676 posts in 1099 days


#10 posted 09-08-2012 02:01 AM

Enjoyed the wit in your write-up.

-- Randy -- Austin, TX by way of Northwest (Woodville), OH

View DeLayne Peck's profile

DeLayne Peck

345 posts in 858 days


#11 posted 09-08-2012 08:22 AM

gfadvm and all, I did order detailed plans and instructions for the Box Joint Jig with the hardware kit from the Woodsmith Store, click here. It was $15.95 and the diagrams, demensioning, and step-by-step instructions were very good. Recommended. The woodworking involves a lot of precision slot cutting and drilling. I drilled and then cut the slots with my scrollsaw.

The micro-adjusters permit you to precisely match and lock (A) the width of your dado stack, to (B) the distance between the edge of the dado stack and the nearest blade on the jig, and to© the width of the outside edges of the two adjustable blades. These 3 settings have to be done in the order specified and precisely equal.

I intentionally cut the pins a 16th proud and sanded them back after assembly.

One other tip, to avoid partial pins on the finished highth of your box, multiply the width of your dado stack, example: 1/2” dado stack x 8 creates a 4” high box.

-- DJ Peck, Lincoln Nebraska. I think of my shop as Fritter City. I am the Mayor.

View tom_c's profile

tom_c

5 posts in 913 days


#12 posted 09-08-2012 11:26 AM

Hilarious!—Only because I can SO well relate. I’m glad that I’m not the only one who goes through these processes. I drive myself (and my wife) nuts at times with the ‘sidetracking’ (jigs, fixtures, accessories, etc.). My wife has said “I keep seeing things going into the shop—but nothing coming out of it. My response? “Soon as I finish the jig I’m working on….......”.

View tom_c's profile

tom_c

5 posts in 913 days


#13 posted 09-08-2012 02:32 PM

And…Nice work both on the jig and the case.

View gfadvm's profile

gfadvm

10888 posts in 1347 days


#14 posted 09-09-2012 01:20 AM

DJ, I used that same kit and the problems I had all related to the metal “corner brackets” that make the adjustable indexing pin and the base that raises the workpiece up off the saw table. My metal angle things were too flimsy and would move if I pressed the workpiece too firmly. I made a simpler set of jigs that work great. BUT I’m glad the kit worked for you! Congrats on the Top3. Jigs are always very popular projects.

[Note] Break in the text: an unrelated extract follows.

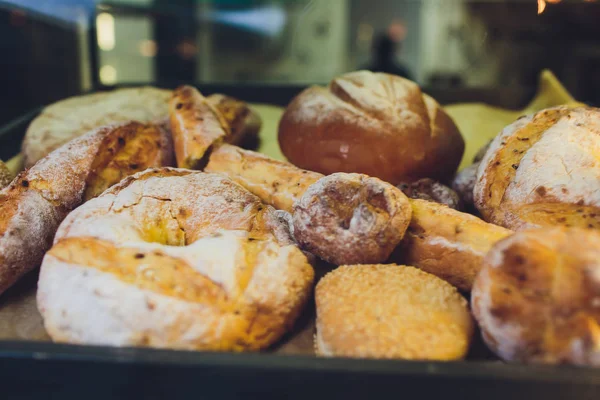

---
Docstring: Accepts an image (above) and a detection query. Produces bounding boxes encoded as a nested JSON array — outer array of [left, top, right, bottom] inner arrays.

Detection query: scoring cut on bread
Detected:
[[471, 227, 600, 366], [315, 264, 473, 360], [474, 107, 600, 230], [37, 168, 314, 351]]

-- " I'll try to be nicer, if you'll try to be smarter" gfadvm

View DeLayne Peck's profile

DeLayne Peck

345 posts in 858 days


#15 posted 09-13-2012 07:35 AM

gffadvm, I had the same problem. Noticed the brackets were not exactly parallel and square to the jig. Did some careful pushing and squeezing to true them up. Found that there is a touch to using them. Like using a feeler guage, the notch should just slide in with very ittle force.

I agree. There are much simpler jigs for finger joints. It is a tough project for the benefit of adjustability.

-- DJ Peck, Lincoln Nebraska. I think of my shop as Fritter City. I am the Mayor.